So how do we go about looking at the scriptures to work out what the gospel is? You would be surprised. Most of the books I read seemed to care little about deriving from scripture what the gospel is. Rather they just lay it down as they believe. Lets see what the scriptures say shall we?
Good news could be assumed to be anything. For example it could be;
- someone has won the lottery, or
- ‘Romans road to salvation’, or
- It could be a brand new car, or
- a cure for a sickness has been found, or
- a woman delivered a baby girl, or
- double imputation, or
- a friend has decided to forgive you, or
- someone has found their lost dog, or
- John 3.16, or
- some trial or punishment is over, or
- penal substitutionary atonement, or
- the exact opposite of the bad news.
The gospel could be anything!
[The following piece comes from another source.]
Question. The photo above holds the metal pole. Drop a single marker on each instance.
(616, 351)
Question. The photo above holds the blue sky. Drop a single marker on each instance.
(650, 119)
Anything you want it to be.
How do you know what the gospel is? What assumptions are you making? Can you show what the bible says the gospel is? Can your understanding of the gospel passages in scripture which refer to the gospel? Does it match the views of the early church?
Lets have a look at a few passages.
45 Then he opened their minds to understand the Scriptures, 46 and said to them, “Thus it is written, that the Christ should suffer and on the third day rise from the dead, 47 and that repentance and forgiveness of sins should be proclaimed in his name to all nations, beginning from Jerusalem. 48 You are witnesses of these things.” (Lk 24.45-48)
Jesus relates his suffering and resurrection. He commands his followers to proclaim repentance and forgiveness in his name. Is this passage the gospel? Maybe, maybe not. This passage doesn’t mention ‘gospel’. Does it say anything about the gospel? How do you know it says anything about the gospel?
What about this passage?
16 “For God so loved the world, that he gave his only Son, that whoever believes in him should not perish but have eternal life. (Jn 3.16)
Jesus speaks about God’s love. God gave up his son so believers may have eternal life. It sounds really nice. But, is this passage the gospel? Once again this passage doesn’t mention ‘gospel’. Does it say anything about the gospel? How do you know it says anything about the gospel?
What about this passage?
15 The saying is trustworthy and deserving of full acceptance, that Christ Jesus came into the world to save sinners, of whom I am the foremost. 16 But I received mercy for this reason, that in me, as the foremost, Jesus Christ might display his perfect patience as an example to those who were to believe in him for eternal life. (1 Tim 1.15-16)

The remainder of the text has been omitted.